The Charleston loophole allows gun sales to move forward by default after three business days—even if a background check has not been completed. The “No Check, No Sale” bill is aiming to close that loophole.

The increased volume of gun sales during the pandemic and delays in the National Instant Criminal Background Check System (NICS) have highlighted concerns about the Charleston loophole––a gap in federal law (named after the loophole that allowed the Mother Emanuel AME Church shooter to acquire his firearm).

According to FBI data, the week of March 16th to the 22nd of 2020—the days following the President’s declaration of a national emergency due to the COVID-19 pandemic—set the all-time record for the number of NICS background checks requested since the creation of the system over 20 years ago.
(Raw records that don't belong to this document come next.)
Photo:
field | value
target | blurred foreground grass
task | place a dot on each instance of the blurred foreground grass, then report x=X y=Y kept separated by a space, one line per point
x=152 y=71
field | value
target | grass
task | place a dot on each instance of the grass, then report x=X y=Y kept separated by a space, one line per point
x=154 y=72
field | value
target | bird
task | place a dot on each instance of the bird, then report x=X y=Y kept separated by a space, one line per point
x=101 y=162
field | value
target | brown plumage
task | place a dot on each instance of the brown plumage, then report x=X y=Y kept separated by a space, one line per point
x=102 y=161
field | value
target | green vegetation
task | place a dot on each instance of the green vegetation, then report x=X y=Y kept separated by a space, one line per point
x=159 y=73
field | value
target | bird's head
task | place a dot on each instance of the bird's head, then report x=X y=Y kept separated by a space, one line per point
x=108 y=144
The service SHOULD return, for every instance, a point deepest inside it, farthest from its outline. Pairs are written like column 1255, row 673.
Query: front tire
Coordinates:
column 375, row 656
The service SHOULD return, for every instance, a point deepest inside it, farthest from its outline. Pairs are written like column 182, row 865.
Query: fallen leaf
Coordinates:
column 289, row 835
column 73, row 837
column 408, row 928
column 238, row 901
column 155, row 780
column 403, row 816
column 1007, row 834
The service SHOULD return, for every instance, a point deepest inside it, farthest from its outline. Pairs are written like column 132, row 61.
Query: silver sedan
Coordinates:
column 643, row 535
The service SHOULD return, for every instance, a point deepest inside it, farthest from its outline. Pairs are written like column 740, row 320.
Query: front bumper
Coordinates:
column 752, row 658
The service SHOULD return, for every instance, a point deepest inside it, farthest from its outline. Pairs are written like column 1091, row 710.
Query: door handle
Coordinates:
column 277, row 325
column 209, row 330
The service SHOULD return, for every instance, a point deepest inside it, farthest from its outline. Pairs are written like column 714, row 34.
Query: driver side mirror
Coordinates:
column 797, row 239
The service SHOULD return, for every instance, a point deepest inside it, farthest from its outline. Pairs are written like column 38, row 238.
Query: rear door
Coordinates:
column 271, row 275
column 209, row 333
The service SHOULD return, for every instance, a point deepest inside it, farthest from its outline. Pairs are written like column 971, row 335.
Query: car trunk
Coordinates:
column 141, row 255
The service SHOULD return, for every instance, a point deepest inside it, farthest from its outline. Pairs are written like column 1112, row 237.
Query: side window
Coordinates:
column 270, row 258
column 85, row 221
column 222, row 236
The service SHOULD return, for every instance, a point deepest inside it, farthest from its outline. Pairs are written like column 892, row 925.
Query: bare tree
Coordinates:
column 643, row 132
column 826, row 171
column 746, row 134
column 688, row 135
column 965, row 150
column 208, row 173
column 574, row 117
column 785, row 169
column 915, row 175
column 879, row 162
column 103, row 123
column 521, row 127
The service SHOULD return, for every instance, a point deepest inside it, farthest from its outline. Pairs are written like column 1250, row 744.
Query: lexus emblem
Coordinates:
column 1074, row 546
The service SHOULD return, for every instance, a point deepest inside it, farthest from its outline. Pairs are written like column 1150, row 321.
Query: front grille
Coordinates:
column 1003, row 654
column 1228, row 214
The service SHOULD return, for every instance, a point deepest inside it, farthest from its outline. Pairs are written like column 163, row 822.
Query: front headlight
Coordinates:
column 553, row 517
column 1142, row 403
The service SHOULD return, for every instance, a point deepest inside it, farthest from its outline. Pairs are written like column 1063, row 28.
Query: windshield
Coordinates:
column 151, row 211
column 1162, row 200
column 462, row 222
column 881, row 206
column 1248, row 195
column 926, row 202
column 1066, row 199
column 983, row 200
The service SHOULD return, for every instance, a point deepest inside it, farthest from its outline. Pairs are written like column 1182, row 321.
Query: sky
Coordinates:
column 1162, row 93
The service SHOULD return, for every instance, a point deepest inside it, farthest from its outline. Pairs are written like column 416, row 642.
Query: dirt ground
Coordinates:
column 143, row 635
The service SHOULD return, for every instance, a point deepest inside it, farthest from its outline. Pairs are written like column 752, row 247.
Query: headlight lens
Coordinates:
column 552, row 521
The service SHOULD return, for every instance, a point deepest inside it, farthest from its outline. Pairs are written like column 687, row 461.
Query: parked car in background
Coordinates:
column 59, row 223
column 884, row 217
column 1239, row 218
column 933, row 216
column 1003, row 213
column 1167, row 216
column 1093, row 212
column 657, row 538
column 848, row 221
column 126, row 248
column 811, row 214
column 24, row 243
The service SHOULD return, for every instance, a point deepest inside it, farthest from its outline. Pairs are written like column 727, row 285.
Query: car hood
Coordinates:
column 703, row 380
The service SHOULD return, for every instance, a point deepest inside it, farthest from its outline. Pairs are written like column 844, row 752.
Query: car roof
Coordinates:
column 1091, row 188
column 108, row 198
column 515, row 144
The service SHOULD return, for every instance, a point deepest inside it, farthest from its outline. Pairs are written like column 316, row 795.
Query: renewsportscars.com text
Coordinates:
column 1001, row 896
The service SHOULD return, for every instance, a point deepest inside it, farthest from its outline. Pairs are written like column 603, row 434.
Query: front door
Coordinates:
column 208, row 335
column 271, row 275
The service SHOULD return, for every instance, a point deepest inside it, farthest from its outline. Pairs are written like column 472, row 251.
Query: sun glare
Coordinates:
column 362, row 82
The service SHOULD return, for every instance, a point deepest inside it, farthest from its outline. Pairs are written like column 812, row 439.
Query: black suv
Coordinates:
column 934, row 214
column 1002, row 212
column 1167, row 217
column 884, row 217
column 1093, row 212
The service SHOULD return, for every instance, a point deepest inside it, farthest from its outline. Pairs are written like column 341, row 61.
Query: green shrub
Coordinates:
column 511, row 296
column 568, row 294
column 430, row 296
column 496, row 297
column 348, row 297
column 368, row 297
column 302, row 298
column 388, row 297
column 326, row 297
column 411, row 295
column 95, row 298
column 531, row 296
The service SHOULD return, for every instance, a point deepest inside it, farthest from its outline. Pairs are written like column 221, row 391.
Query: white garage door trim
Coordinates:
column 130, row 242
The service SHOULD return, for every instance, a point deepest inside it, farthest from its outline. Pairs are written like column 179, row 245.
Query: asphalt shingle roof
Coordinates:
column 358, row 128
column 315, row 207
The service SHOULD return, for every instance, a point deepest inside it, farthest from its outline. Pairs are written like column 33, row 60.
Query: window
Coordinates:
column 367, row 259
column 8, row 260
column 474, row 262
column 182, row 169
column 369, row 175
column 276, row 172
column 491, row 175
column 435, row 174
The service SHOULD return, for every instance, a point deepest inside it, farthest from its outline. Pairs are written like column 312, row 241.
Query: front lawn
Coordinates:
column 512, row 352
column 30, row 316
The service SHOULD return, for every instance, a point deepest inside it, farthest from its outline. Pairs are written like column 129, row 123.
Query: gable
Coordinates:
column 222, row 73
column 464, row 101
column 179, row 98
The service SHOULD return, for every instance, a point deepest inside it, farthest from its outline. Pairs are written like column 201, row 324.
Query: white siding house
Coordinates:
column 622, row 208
This surge in background checks has not slowed since then, with 9 out of the 10 highest weeks occurring since March 2020. And 3 out of the 5 highest weeks occurred in January 2021.

From March to November 2020, 30.3 million background checks were initiated across the country—a 43 percent increase over the same period in 2019—translating to an estimated 17.4 million guns sold, an 81 percent increase. Virginia experienced a 73 percent increase in background check requests and a 77% increase in estimated gun sales during the same period.

Every year more than 284,000 background checks take longer than three business days. According to FBI data obtained by Everytown, the pandemic has made matters worse: More than 294,000 background checks were unresolved after three business days and allowed to proceed between March and July 2020 alone—more than the total number in all of 2019.

Everytown estimates that the Charleston loophole resulted in transfers of guns to at least 7,500 prohibited purchasers, such as felons, domestic abusers, and fugitives, during 2020—more than the last two years combined.

The bill now heads to Governor Northam’s desk.